See3, YouTube and Edelman have released a new report and guide for nonprofits about using video. The report, “Into Focus: Benchmarks for Video and A Guide for Creators,” is based on a survey of 500 nonprofits and interviews with experts (including me). The report describes current nonprofit use, adoption challenges, and best practices. Free webinars are being offered to share the report. You can download the report here (with email registration) or sign up for one of the free webinars here.
The big takeaway:
Nonprofits overwhelmingly agree that video is crucial to their communications, but many feel they do not know how to use it effectively or measure its impact – yet.
Some more detailed findings from the survey:
1. Video is important, and getting more important
· 80% of respondents said video is important to their origination today
· 91% believe video will become more important in the next 3 years
· 92% value the investment they have made in video
2. Orgs want to make more video, but aren’t allocating the funds to do so
There is a massive disconnect between the belief that video is really important, working and wanting more of it, and allocating the funds to make more videos.

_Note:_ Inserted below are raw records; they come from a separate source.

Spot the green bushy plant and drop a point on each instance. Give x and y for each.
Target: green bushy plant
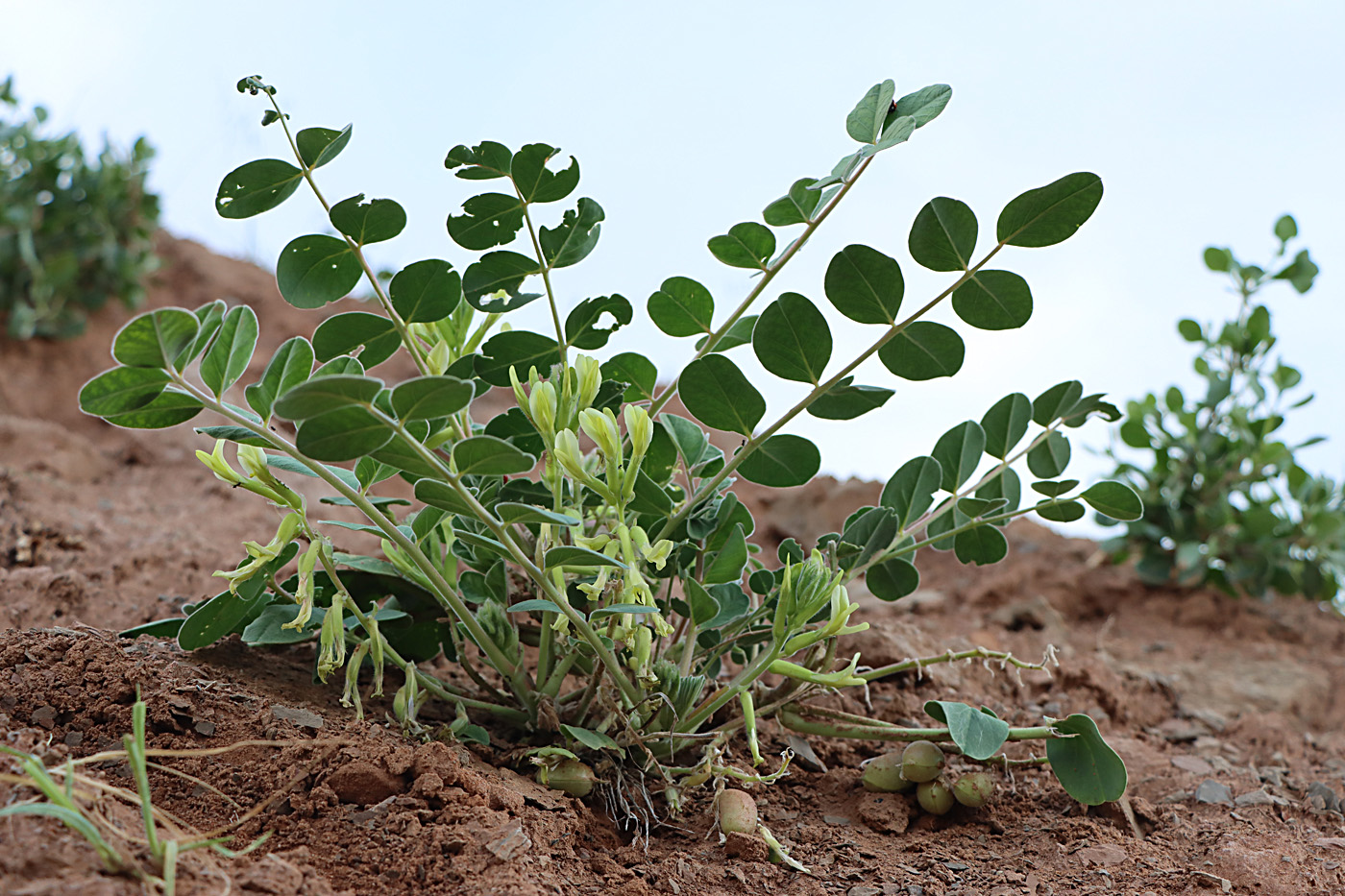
(73, 233)
(602, 594)
(1226, 500)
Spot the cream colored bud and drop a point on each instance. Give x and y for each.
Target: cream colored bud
(641, 426)
(601, 429)
(591, 376)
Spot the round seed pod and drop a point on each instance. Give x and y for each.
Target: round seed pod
(935, 797)
(974, 790)
(571, 777)
(737, 812)
(921, 762)
(883, 775)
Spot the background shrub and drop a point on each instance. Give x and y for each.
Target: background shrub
(73, 233)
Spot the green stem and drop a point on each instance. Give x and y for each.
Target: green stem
(757, 440)
(767, 276)
(412, 348)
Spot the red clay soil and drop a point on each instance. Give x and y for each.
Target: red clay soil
(103, 529)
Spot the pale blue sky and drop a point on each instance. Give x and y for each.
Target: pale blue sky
(1206, 121)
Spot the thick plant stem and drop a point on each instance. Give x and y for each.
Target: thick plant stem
(836, 724)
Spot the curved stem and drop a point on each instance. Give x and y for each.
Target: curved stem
(767, 276)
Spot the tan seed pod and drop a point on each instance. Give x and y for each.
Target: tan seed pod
(737, 811)
(883, 775)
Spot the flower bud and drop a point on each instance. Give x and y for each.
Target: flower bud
(641, 426)
(591, 376)
(601, 428)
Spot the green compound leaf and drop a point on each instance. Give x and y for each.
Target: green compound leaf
(239, 435)
(865, 121)
(1086, 765)
(1055, 489)
(571, 241)
(288, 368)
(682, 307)
(345, 332)
(232, 350)
(782, 462)
(793, 341)
(794, 207)
(515, 513)
(1056, 401)
(429, 397)
(319, 145)
(740, 334)
(168, 409)
(495, 272)
(440, 494)
(1049, 458)
(315, 269)
(977, 734)
(702, 603)
(844, 401)
(1006, 487)
(346, 433)
(746, 245)
(538, 183)
(575, 556)
(924, 105)
(155, 338)
(924, 350)
(256, 187)
(426, 291)
(1006, 424)
(728, 561)
(483, 161)
(1063, 512)
(865, 285)
(958, 452)
(994, 301)
(488, 220)
(911, 489)
(366, 222)
(943, 235)
(121, 389)
(289, 465)
(981, 545)
(717, 395)
(210, 315)
(1113, 499)
(581, 326)
(520, 349)
(1049, 214)
(490, 456)
(892, 579)
(322, 395)
(634, 369)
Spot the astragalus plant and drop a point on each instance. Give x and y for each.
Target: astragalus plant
(581, 556)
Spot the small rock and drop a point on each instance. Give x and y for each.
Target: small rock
(302, 717)
(1259, 798)
(363, 784)
(804, 755)
(1102, 855)
(1194, 764)
(1212, 791)
(1320, 795)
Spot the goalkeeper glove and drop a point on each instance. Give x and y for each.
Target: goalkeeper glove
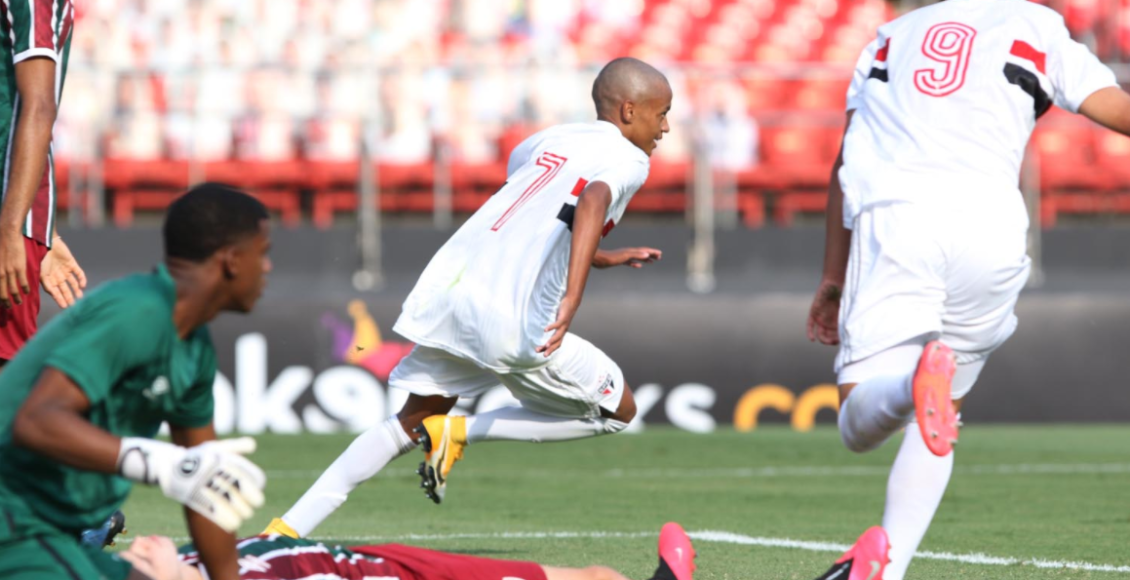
(211, 478)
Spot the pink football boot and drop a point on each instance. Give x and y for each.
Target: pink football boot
(865, 561)
(676, 553)
(933, 408)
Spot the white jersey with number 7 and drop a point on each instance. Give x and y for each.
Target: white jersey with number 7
(947, 96)
(490, 291)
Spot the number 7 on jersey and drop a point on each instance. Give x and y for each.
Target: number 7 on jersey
(550, 165)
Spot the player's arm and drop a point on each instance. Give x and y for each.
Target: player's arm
(223, 485)
(823, 318)
(588, 224)
(1109, 107)
(51, 423)
(215, 545)
(629, 257)
(35, 83)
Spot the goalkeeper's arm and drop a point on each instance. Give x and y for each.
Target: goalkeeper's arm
(210, 478)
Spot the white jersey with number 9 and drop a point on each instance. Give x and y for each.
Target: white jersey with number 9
(946, 97)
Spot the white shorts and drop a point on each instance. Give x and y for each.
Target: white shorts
(921, 273)
(579, 380)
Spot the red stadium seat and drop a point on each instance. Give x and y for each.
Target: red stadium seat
(275, 183)
(666, 189)
(1067, 158)
(402, 188)
(472, 184)
(146, 185)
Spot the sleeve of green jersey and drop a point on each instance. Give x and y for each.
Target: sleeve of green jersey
(109, 338)
(197, 407)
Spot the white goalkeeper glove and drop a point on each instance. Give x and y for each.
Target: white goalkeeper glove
(213, 478)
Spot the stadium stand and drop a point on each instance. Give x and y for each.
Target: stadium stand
(278, 95)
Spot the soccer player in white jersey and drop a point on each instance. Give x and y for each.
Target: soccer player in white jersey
(926, 249)
(495, 304)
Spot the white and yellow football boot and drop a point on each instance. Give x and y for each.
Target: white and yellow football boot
(443, 439)
(277, 527)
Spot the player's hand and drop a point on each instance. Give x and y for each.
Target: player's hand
(12, 269)
(155, 556)
(211, 478)
(824, 316)
(629, 257)
(61, 276)
(559, 328)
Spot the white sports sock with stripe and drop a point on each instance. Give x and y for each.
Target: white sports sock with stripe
(875, 410)
(520, 424)
(367, 455)
(918, 482)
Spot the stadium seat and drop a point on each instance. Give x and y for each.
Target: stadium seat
(472, 184)
(401, 187)
(148, 185)
(666, 189)
(275, 183)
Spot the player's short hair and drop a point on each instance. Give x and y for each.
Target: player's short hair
(210, 216)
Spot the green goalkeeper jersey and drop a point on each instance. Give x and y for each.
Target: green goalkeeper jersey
(120, 346)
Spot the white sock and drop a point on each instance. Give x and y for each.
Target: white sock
(366, 456)
(520, 424)
(918, 482)
(876, 409)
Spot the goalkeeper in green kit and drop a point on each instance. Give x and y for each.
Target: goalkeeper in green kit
(80, 403)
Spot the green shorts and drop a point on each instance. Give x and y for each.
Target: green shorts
(29, 552)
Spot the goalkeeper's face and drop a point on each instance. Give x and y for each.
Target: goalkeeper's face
(155, 556)
(246, 267)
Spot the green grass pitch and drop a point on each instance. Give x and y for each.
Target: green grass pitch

Nearly 2/3 of organizations say their video budgets will stay the same or decline!
3. Metrics with video are hard and is probably one thing holding back investment.
The survey reveals that organizations are counting what is easy to count: views, likes, and clickthroughs. These numbers only have real meaning and value if you understand their connection to the underlying organizational goals that the video was meant to achieve. If, for example, your goal is email sign-ups, how do views translate into constituent engagement?However, when it comes to analyzing the impact of their videos, 76% of the respondents either don’t know how it’s measured or they only track it anecdotally.
When I was interviewed for this report several months, a post I wrote called “Social Media Is Engagement With Purpose” was fresh in my mind and I think the same advice applies to video. To measure success of your video, you need to articulate a goal. But that’s only half of it as KD Paine and I write in our book, “Measuring the Networked Nonprofit.” You have to measure conversions from the video – from views to whatever action you want people to take.
Is your organization using video and getting results? How are you measuring those results?